Friday, January 18, 2008

Taking its toll

We were cruising on the autopista on a day trip to Sarchí when we approached a toll booth, and traffic halted. A long stretch of cars and trucks was ahead of us, and we were certain we were in for an interminable wait. We watched street vendors weave between cars, hawking everything from mangoes and bottled water to cowboy hats, sunglasses, and car phone adapters. As we inched our way along, and I fumbled for the 75 colones (about 15 cents) to pay the toll, we wondered aloud how long we’d be caught waiting.

Suddenly, the cars in front of us began to fly ahead. Dan punched the gas, and soon we were sailing through the toll booth, 75 colones still in hand. The money collectors remained in their booths while a handful of policemen animatedly waved us through.

Wow! This was such an unexpected surprise—it was our lucky day! No more waiting, no paying the meager toll, no little slip of amber paper (to promptly shove in the ashtray) indicating we paid our dues—weren’t we special?

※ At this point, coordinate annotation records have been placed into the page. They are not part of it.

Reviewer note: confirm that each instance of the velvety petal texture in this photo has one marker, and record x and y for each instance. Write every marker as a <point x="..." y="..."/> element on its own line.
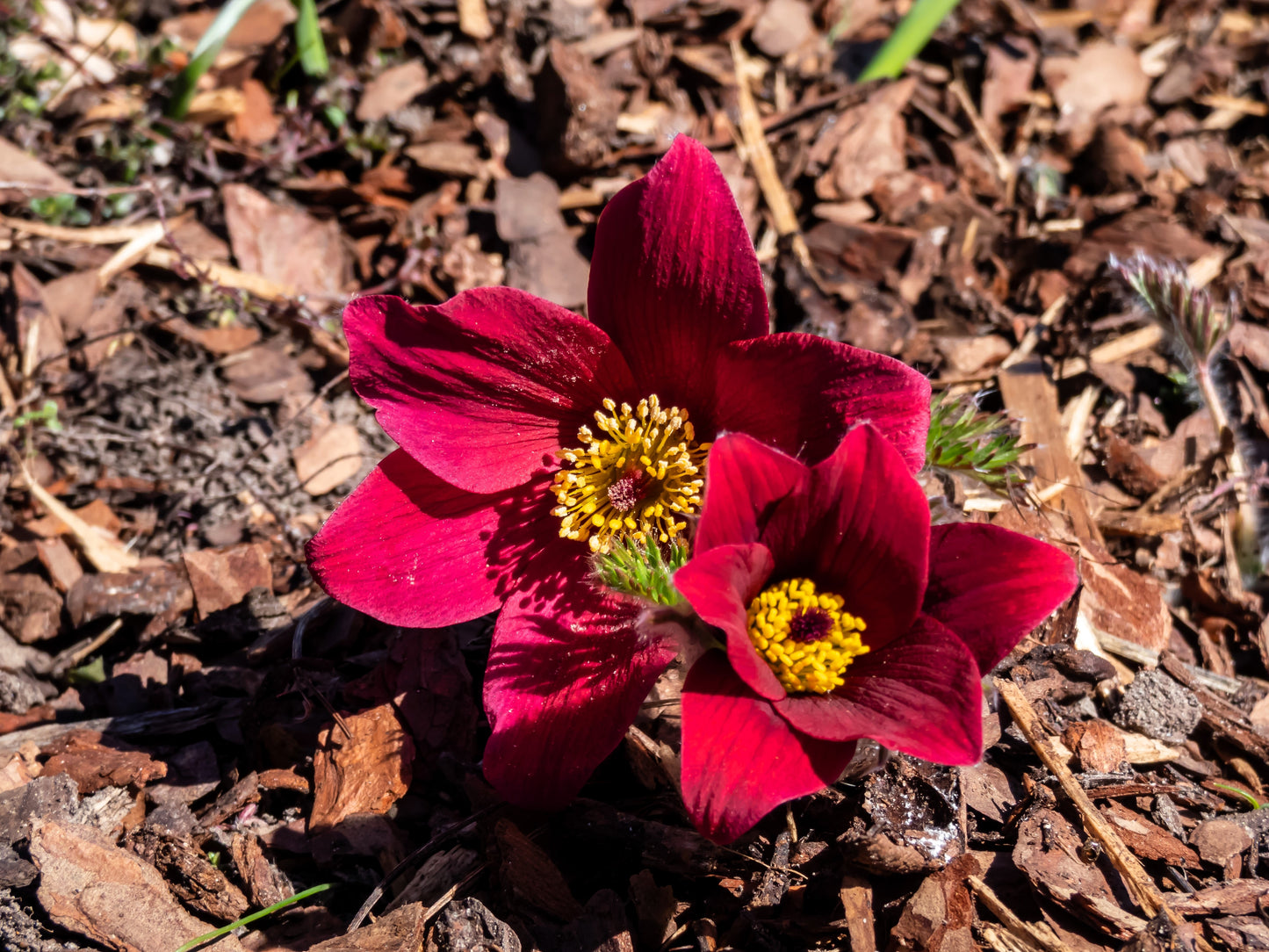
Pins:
<point x="991" y="586"/>
<point x="720" y="584"/>
<point x="820" y="390"/>
<point x="674" y="274"/>
<point x="746" y="480"/>
<point x="565" y="679"/>
<point x="920" y="695"/>
<point x="484" y="391"/>
<point x="857" y="524"/>
<point x="485" y="388"/>
<point x="740" y="760"/>
<point x="409" y="549"/>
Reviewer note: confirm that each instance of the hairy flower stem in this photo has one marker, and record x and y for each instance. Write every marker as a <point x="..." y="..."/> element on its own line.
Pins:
<point x="1201" y="331"/>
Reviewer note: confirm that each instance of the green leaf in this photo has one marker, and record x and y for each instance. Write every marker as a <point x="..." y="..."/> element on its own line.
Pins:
<point x="205" y="54"/>
<point x="907" y="40"/>
<point x="247" y="920"/>
<point x="313" y="48"/>
<point x="964" y="439"/>
<point x="642" y="569"/>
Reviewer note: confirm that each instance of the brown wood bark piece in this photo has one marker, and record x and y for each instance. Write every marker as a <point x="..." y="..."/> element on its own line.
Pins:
<point x="1143" y="889"/>
<point x="400" y="931"/>
<point x="107" y="894"/>
<point x="857" y="899"/>
<point x="363" y="773"/>
<point x="1031" y="396"/>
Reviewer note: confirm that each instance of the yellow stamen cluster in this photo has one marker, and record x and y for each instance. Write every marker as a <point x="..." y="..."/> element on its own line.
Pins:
<point x="638" y="478"/>
<point x="783" y="616"/>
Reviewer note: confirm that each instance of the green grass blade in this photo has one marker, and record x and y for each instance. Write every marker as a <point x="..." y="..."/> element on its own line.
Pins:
<point x="205" y="54"/>
<point x="907" y="40"/>
<point x="247" y="920"/>
<point x="308" y="42"/>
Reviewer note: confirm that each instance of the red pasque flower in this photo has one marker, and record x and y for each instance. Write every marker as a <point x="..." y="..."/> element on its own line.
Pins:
<point x="844" y="615"/>
<point x="530" y="436"/>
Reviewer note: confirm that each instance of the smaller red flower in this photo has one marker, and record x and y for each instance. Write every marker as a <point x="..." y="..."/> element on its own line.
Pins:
<point x="843" y="616"/>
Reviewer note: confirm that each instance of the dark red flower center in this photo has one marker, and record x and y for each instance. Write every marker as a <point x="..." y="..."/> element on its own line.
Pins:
<point x="638" y="475"/>
<point x="812" y="624"/>
<point x="804" y="636"/>
<point x="626" y="492"/>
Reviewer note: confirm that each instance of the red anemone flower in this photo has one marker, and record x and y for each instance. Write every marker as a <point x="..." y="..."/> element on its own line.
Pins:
<point x="844" y="615"/>
<point x="530" y="436"/>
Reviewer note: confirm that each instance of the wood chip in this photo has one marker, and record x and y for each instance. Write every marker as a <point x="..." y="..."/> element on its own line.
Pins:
<point x="393" y="90"/>
<point x="105" y="555"/>
<point x="1031" y="396"/>
<point x="222" y="576"/>
<point x="285" y="245"/>
<point x="328" y="458"/>
<point x="60" y="563"/>
<point x="22" y="167"/>
<point x="363" y="773"/>
<point x="109" y="895"/>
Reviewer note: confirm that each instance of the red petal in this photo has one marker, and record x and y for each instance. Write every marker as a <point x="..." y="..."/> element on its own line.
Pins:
<point x="991" y="586"/>
<point x="740" y="760"/>
<point x="720" y="584"/>
<point x="801" y="393"/>
<point x="861" y="530"/>
<point x="485" y="388"/>
<point x="407" y="547"/>
<point x="921" y="695"/>
<point x="566" y="677"/>
<point x="674" y="274"/>
<point x="743" y="480"/>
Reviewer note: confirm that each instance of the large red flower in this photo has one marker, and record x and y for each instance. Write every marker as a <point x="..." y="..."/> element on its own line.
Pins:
<point x="530" y="436"/>
<point x="843" y="616"/>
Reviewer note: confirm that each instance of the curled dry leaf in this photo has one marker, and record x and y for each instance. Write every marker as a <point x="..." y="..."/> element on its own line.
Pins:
<point x="363" y="773"/>
<point x="108" y="895"/>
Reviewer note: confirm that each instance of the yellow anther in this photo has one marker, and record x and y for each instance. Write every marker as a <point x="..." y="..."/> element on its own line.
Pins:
<point x="646" y="469"/>
<point x="804" y="636"/>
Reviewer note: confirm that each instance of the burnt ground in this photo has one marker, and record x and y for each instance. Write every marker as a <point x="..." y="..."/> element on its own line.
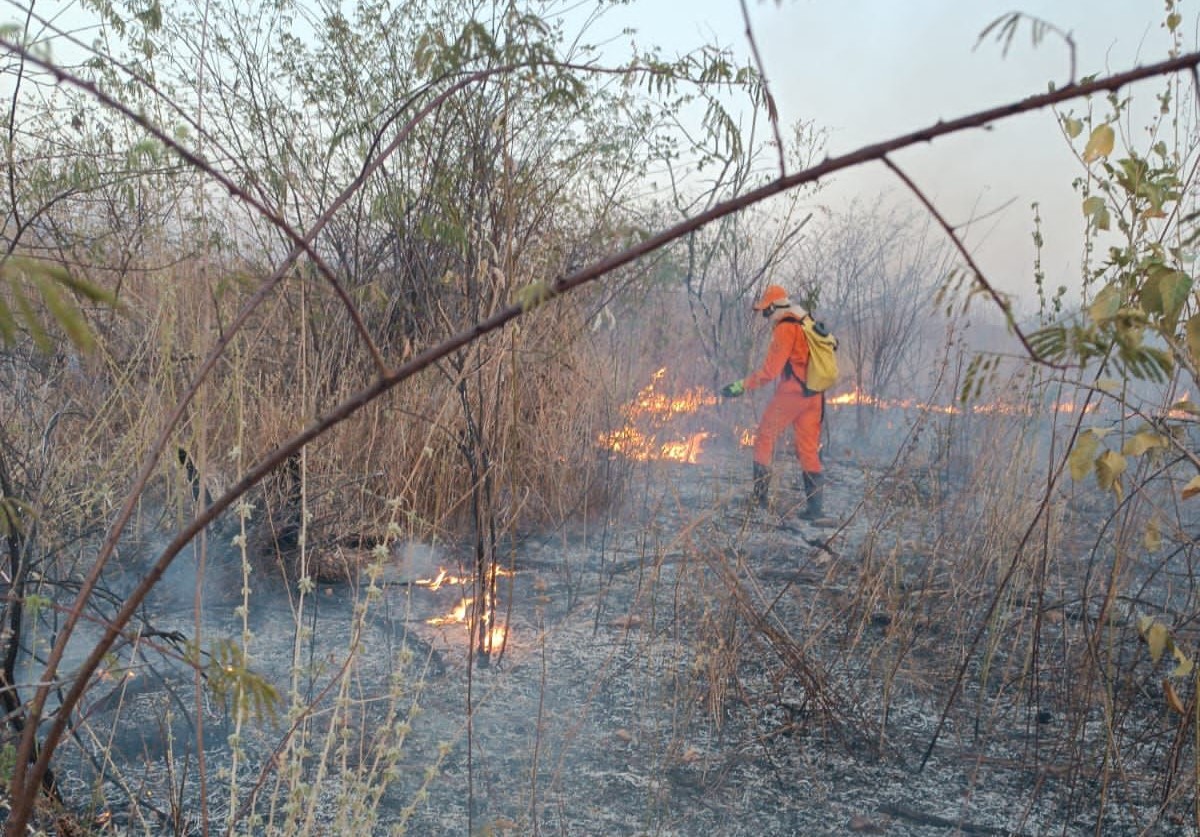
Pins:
<point x="701" y="669"/>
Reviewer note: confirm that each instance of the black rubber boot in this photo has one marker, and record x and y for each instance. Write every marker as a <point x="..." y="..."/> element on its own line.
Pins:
<point x="761" y="486"/>
<point x="814" y="492"/>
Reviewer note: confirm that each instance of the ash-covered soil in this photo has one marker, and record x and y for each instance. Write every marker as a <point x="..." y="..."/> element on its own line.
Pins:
<point x="693" y="667"/>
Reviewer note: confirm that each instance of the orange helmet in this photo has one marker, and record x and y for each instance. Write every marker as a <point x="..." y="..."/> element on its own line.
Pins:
<point x="771" y="295"/>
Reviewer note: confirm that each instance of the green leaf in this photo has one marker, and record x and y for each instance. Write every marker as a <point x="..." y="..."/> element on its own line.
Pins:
<point x="1165" y="293"/>
<point x="1109" y="468"/>
<point x="1185" y="664"/>
<point x="533" y="295"/>
<point x="1084" y="455"/>
<point x="1144" y="441"/>
<point x="1193" y="338"/>
<point x="1099" y="143"/>
<point x="1105" y="305"/>
<point x="1157" y="637"/>
<point x="1192" y="488"/>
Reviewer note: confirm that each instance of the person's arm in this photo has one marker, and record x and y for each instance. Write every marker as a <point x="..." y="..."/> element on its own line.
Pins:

We later learned that when the waiting traffic line reaches about a kilometer, the government forfeits the toll money and lets drivers pass.

Here in Costa Rica, we’re living on Tico time—the pace of life is slower. Waiting is not seen as an exercise in frustration; punctuality is completely unexpected. Nothing moves at a frenetic pace … except the traffic. Driving in Costa Rica is not for the fainthearted. In a surprising juxtaposition, soft-spoken, kind-hearted, slow-moving Ticos become hurried, maniacal fiends when they get behind the wheel. Perhaps it’s for this reason that they open the tolls when traffic is congested. Tico time does not apply on the pista.